Each month, employers dutifully pay their health care premiums, but many don’t understand what they’re getting for their money.
By demanding claims data transparency in health plans, employers can better understand their expenses and shift money to the areas that will best benefit their employees.
“A lot of insurance companies don’t want to give you that information for a lot of different reasons, but that’s like getting a credit card statement without any detail about your purchases and just paying it,” says Steve Freeman, president of USI in San Francisco. “With claims data transparency, the insurance company provides the employer with the details of the claims expenditures. And the more information you have, the more power, leverage and control you have over your health care spending.”
Smart Business spoke with Freeman about claims data transparency and how employers can use it to control their health care costs.
Why are insurance companies reluctant to share claims information with employers?
If an employer knew it had a better-than-average claims experience, it could more easily go to another insurance company and get a better deal. Employers with a worse-than-average claims experience would see their information and know they couldn’t get better rates elsewhere, and wouldn’t bother seeking out a better deal. This leaves the insurance company with only risky clients.
Some insurance companies will provide the information for companies that are at a certain size employee group, for example, 200 members. Others will say they need 200 members in each of the plan choices, such as POS and PPO plans. Also, insurance companies have different rules regarding data depending on the state in which employers are doing business.
How can employers benefit from health care transparency?
Typically, health care premiums are the second-largest expense for most employers, behind payroll, and they need to get their arms around what is driving premiums.
Transparency gives employers a better understanding of claims utilization by employees and what services are being used. Are people going to the emergency room, versus utilizing an urgent care clinic? How many office visits have employees made? What is the hospitalization rate, prescription drug usage, large claims information? How are disease management programs being utilized? What is inpatient utilization versus outpatient utilization versus benchmarking norms? Is the employer above or below those benchmarks?
At the end of day, claims costs drive premiums and rate increases. But if the insurance company doesn’t give you any information, it’s hard to know where you stand.
How can this information help an employer structure a wellness program?
This information gives you more detailed aggregate information about your population and its needs, allowing you to offer more customized solutions. If you have a lot of employees with conditions such as asthma, diabetes or high blood pressure, you can craft a more customized wellness program, instead of just guessing and pulling one off the shelf.
How can employers get better transparency from their insurance companies?
The No. 1 thing is understanding what the parameters are in the marketplace for different carriers. A lot of times, the insurance company will say that information is not available, but if you work with a consultant who understands the parameters or who has other customers that are receiving that information, he or she can leverage that to get the information.
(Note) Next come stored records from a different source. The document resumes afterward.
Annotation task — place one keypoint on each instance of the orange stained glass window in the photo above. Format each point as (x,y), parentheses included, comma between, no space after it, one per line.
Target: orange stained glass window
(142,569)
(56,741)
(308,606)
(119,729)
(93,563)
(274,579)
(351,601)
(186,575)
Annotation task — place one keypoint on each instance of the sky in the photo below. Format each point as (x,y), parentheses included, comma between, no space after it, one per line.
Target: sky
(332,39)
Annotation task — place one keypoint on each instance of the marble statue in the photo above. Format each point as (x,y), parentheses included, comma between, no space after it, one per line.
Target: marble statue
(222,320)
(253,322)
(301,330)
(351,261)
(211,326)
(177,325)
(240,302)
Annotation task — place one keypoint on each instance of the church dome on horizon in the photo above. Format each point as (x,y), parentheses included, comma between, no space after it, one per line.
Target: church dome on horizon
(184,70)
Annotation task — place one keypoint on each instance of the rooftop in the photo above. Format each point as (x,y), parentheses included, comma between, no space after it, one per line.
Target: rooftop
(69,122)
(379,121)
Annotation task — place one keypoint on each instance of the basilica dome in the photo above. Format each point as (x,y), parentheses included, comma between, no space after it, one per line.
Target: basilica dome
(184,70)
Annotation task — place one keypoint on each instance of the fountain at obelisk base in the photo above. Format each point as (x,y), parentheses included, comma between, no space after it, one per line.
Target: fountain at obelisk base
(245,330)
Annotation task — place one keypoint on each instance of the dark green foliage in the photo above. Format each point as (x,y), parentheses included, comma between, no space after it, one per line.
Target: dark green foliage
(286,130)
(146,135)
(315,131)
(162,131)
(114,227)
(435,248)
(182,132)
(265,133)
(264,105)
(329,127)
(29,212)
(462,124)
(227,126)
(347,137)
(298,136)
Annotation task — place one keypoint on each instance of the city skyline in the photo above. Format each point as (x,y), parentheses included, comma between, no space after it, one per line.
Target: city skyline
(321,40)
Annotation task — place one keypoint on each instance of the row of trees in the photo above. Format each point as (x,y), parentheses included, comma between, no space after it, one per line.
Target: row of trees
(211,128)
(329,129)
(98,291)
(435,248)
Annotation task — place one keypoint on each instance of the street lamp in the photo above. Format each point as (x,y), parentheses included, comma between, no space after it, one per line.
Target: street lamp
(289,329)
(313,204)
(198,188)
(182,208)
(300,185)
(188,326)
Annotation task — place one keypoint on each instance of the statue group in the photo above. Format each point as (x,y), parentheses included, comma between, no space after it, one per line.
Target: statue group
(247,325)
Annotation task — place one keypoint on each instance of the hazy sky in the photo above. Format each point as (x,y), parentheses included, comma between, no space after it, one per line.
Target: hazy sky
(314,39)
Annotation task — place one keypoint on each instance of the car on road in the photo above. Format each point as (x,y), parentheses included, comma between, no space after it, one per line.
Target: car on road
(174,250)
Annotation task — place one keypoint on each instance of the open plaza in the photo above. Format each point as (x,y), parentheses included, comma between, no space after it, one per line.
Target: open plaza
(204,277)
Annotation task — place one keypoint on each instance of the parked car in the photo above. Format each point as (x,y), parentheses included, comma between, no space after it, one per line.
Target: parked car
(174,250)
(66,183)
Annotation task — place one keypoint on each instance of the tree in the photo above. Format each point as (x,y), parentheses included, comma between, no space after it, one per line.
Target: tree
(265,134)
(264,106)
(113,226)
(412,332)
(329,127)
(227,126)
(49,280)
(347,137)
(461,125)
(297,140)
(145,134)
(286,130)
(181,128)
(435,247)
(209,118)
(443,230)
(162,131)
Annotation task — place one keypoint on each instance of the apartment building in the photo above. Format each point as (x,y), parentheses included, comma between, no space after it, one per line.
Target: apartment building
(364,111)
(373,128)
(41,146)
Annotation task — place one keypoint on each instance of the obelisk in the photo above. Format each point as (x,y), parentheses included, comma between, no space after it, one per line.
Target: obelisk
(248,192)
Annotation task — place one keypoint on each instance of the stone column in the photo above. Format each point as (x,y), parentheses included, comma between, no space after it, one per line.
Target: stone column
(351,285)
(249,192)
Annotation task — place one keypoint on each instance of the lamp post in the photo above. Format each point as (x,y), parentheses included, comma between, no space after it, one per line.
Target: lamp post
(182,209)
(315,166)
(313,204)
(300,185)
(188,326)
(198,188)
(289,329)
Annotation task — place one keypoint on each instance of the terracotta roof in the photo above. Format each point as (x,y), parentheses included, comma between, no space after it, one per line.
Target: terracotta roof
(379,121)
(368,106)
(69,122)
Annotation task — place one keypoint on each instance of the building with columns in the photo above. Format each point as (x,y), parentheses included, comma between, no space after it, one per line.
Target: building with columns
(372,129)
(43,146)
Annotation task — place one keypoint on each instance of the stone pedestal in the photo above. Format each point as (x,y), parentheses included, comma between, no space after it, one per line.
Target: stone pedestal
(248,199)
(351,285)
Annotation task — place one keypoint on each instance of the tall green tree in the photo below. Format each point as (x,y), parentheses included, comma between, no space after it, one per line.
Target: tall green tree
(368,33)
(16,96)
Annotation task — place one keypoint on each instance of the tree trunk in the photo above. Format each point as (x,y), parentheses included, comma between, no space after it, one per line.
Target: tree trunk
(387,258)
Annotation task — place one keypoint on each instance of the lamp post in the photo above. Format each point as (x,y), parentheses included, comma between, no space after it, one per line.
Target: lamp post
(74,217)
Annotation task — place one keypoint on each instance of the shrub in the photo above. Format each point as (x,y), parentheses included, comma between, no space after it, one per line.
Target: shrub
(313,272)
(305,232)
Also, when you are putting your insurance out to bid, make it a requirement that whoever underwrites that business must provide a certain level of information on claims use.
A consultant can help navigate through the maze of rules and requirements for insurance companies and types of information and reporting that you can obtain.
How can having this information save an employer money?
Underwriters want information, and the more you can provide, the more confidence it gives them to drill down to what your actual costs should be. When they get more aggressive, you get a more competitive price.
For example, say a company is trying to save money and so it raises the co-pay for an office visit from $20 to $30. The insurance company will say that move is worth X percent. But a consultant can go back and say, ‘Actually, it’s worth more, because we have data that demonstrate a larger discount.’
How can transparency help a company budget?
It gives you a good idea of what is happening within your group. With a medical plan, the insurance company typically gives you 60 to 90 days’ notice of your rate increase, and you don’t know what that is until you get that letter. But if you have claims data, there shouldn’t be any surprises. Future costs are more predictable and you have a better idea of what the rate increases may show. This will help you make decisions about your budget and plan design changes, such as increases in deductibles and out-of-pocket costs.
The thing to remember is that having data is power, and it gives you more control. And with more control, you have more leverage in the insurance marketplace.
Employers that embrace and require their vendors to provide data will be in a much better position in the future than their competition. They will know the health status of their employees and have information to benchmark against their peer competitors, industry, geographic location and size.